Simona Barbera and Ronny Faber Dahl live and work in Genoa and Oslo, Norway. As duo collaboration they have shared several projects, including “If I just laid down” exhibited at the LYNX pavilion in Oslo in 2015, and “Pavement, night, light” at Edicola Radetzky in Milan, as part of SPAZI 2017. Since 2012 they have coordinated Space4235, an artist-run space based in Genoa, while since 2019 they have been working on a new digital format called ISG. Both hold a Master from The Academy of Fine Art, Oslo. Individually, they have exhibited in numerous solo and group shows in galleries and museums in Italy and abroad.
Simona’s exhibitions include: Riss(e) Zentrum (2018), Varese; Fondazione La Fabbrica Del Cioccolato(2018), Blenio Valley, Switzerland; Current Project(2018) and Assab One(2017) in Milan; Podium(2016), Noplace(2016), RAM Gallery(2016) and Henie Onstad Art Center(2009), Høvikodden in Oslo; Helicotrema at Centrale Fies, (2016), Trento; Transart Festival (2015), Bolzano; CHAN Contemporary Art Association (2014), Genoa; Litteraturfestival (2013), Moss, Norway; Lozd Biennale (2010), Poland; Su de Coucou (2010), Berlin and Villa Romana (2010) in Florence.

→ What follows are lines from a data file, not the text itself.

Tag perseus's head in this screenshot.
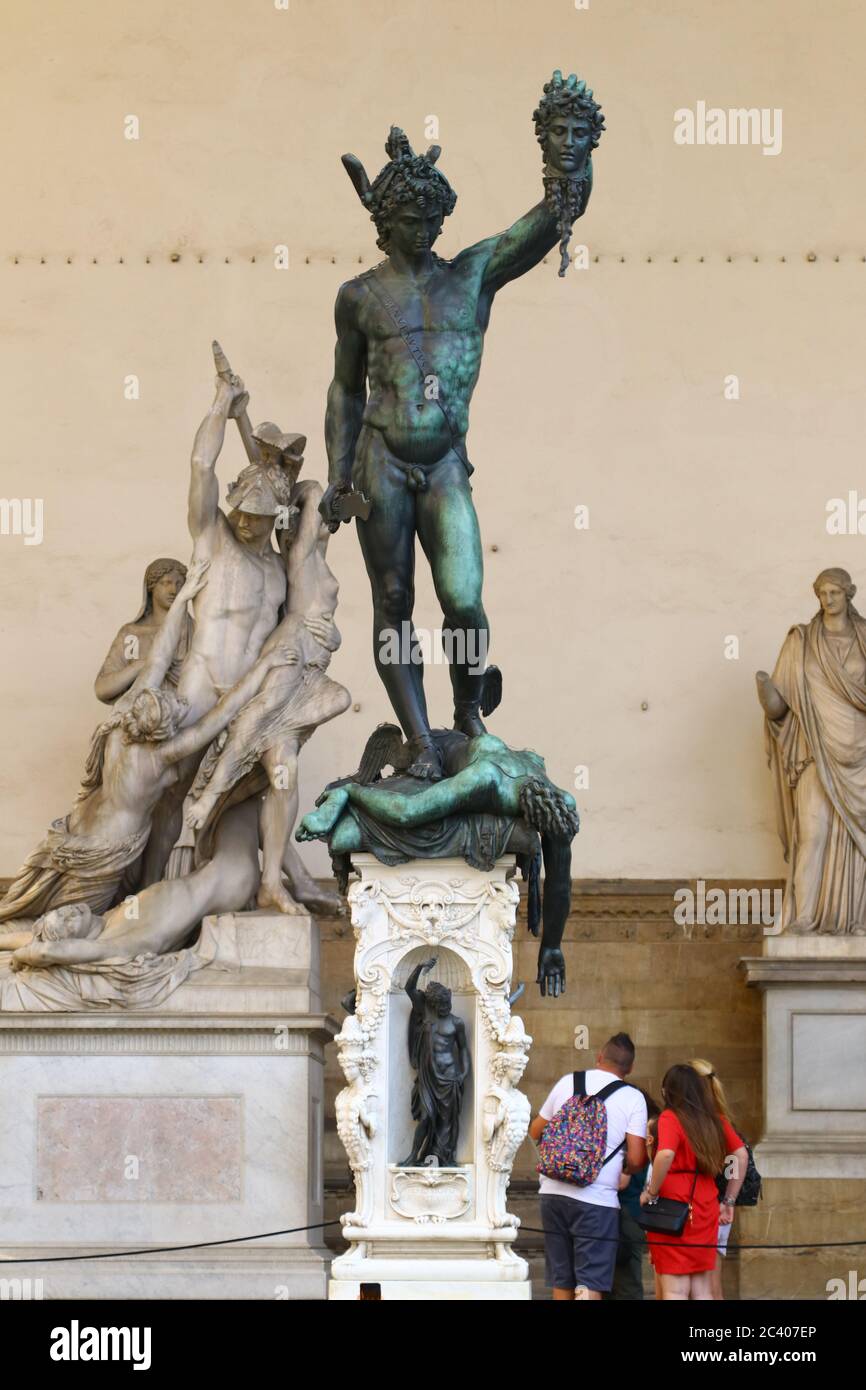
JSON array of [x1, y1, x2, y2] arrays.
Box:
[[532, 68, 605, 178], [343, 125, 457, 256]]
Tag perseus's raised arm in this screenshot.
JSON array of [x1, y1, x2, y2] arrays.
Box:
[[482, 160, 592, 295]]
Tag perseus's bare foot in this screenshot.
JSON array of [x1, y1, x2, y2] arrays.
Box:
[[183, 791, 217, 830], [256, 883, 307, 917], [406, 734, 443, 781], [295, 787, 349, 840]]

Ronny’s recent exhibitions include LATO (2019), Prato; La Fabbrica Del Cioccolato (2018), Blenio Valley, Switzerland; Current Project (2018), Dust Space (2017) and Nowhere Gallery (2016) in Milan; Norwegian Sculpture Biennial (2017), Noplace (2016), and Akademirommet at Kunstnernes Hus (2014) in Oslo; Surplace (2016), Varese; Sculpture Quadrennial (2016), Riga and Galleri Fisk (2014) in Bergen.